Deadline for compliance issued by the Pharmacy Council expired March 31. More than 60 per cent of pharmacies are still unable to renew their licences due to the stringent requirement of a permanent superintendent pharmacist.

Executive Director of the Pharmacy Owners Association of Ghana, Vincent Owusu-Ansong, speaking to Ekow Mensah-Shalders on the Executive Breakfast Show on Class 91.3fm Friday April 1, said its members will struggle to meet the requirement.

“We don’t have enough people available now to supervise these pharmacies, and, per the council’s regulation, if you are unable to do so by end of April this year, they will close down your shop…and this has very serious implications for NHIS cardholders and even people whose livelihoods depend on these pharmacies,” he stated.

“This is really a challenge. We are seeing if the Pharmacy Council could give an extension to pharmacy owners, so that they can have time to source or recruit pharmacists because now they are not available and it is really causing a whole lot of panic in the industry,” he said.
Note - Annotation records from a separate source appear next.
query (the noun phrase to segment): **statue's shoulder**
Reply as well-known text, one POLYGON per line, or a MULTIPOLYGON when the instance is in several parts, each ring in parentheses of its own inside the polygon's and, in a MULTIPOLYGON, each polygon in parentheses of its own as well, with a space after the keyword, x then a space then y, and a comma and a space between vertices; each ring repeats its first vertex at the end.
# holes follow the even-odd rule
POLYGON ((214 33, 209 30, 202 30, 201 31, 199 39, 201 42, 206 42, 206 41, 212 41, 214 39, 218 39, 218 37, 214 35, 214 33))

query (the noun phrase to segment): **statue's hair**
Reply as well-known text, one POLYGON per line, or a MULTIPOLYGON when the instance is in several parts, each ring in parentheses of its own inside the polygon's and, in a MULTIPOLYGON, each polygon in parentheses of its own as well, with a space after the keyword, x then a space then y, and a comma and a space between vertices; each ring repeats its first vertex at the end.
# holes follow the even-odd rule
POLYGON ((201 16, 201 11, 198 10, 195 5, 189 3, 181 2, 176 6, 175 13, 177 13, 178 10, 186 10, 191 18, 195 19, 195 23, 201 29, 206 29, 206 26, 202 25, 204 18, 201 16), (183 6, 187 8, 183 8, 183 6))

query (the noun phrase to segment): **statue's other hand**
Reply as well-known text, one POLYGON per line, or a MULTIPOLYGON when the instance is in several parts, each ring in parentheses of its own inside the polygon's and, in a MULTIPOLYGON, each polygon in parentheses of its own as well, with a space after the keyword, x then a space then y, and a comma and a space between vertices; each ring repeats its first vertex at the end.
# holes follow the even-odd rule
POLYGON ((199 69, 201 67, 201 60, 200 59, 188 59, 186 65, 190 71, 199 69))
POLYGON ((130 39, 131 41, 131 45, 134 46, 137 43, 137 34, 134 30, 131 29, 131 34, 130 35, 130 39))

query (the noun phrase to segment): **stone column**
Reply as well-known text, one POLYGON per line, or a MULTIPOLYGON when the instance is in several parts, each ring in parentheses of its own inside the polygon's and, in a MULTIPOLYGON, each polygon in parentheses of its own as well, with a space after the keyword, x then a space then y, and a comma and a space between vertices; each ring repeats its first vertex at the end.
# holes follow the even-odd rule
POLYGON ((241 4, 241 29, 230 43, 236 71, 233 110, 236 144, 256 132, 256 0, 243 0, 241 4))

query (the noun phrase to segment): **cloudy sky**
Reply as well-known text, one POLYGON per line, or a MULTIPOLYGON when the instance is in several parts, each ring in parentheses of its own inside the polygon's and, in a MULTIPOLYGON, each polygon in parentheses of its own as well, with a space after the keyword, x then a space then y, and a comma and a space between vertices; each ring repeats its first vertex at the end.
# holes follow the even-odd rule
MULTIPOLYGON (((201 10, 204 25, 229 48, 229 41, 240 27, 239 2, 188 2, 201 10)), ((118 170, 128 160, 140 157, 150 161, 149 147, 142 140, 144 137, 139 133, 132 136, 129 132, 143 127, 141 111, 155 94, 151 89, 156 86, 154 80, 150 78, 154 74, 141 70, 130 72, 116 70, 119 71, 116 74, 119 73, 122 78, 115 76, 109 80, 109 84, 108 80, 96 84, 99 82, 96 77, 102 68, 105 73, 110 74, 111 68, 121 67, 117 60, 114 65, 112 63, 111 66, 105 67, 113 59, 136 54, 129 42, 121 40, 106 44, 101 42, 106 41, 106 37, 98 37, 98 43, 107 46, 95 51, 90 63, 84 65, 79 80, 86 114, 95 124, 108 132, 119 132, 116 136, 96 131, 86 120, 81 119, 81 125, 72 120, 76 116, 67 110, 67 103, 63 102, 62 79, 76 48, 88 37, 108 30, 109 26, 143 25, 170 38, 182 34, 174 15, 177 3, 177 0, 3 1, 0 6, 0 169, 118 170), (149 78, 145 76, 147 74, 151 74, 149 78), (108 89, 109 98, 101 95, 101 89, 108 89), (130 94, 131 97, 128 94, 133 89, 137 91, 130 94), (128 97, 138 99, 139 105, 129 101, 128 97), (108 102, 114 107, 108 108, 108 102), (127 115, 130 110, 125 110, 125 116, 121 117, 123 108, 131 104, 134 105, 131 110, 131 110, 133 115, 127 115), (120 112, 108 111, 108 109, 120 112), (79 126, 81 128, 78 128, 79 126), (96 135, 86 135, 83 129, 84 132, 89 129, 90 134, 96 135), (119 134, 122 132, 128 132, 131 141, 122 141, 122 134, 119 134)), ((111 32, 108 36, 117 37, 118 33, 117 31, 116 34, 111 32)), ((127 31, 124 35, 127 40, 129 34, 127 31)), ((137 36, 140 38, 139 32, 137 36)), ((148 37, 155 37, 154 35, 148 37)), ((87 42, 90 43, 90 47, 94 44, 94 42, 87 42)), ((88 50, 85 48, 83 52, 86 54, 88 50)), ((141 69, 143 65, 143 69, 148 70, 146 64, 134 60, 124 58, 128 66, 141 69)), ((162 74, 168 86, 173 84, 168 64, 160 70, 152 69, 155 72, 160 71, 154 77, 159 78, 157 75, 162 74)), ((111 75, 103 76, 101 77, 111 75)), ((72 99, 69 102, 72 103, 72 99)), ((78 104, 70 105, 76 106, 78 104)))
According to Mr Owusu-Ansong, checks from the regions show that less than 40 per cent of pharmacies have renewed their payment for the year 2016, “and if we don’t get enough pharmacists currently to renew the rest, which is even a challenge now, then by April ending, close to 3,000 shops will go down, and that will not be good for anybody in the country, because pharmacies currently operate between 7am and 10pm, far more than what clinics and even government health centres will do,” he added.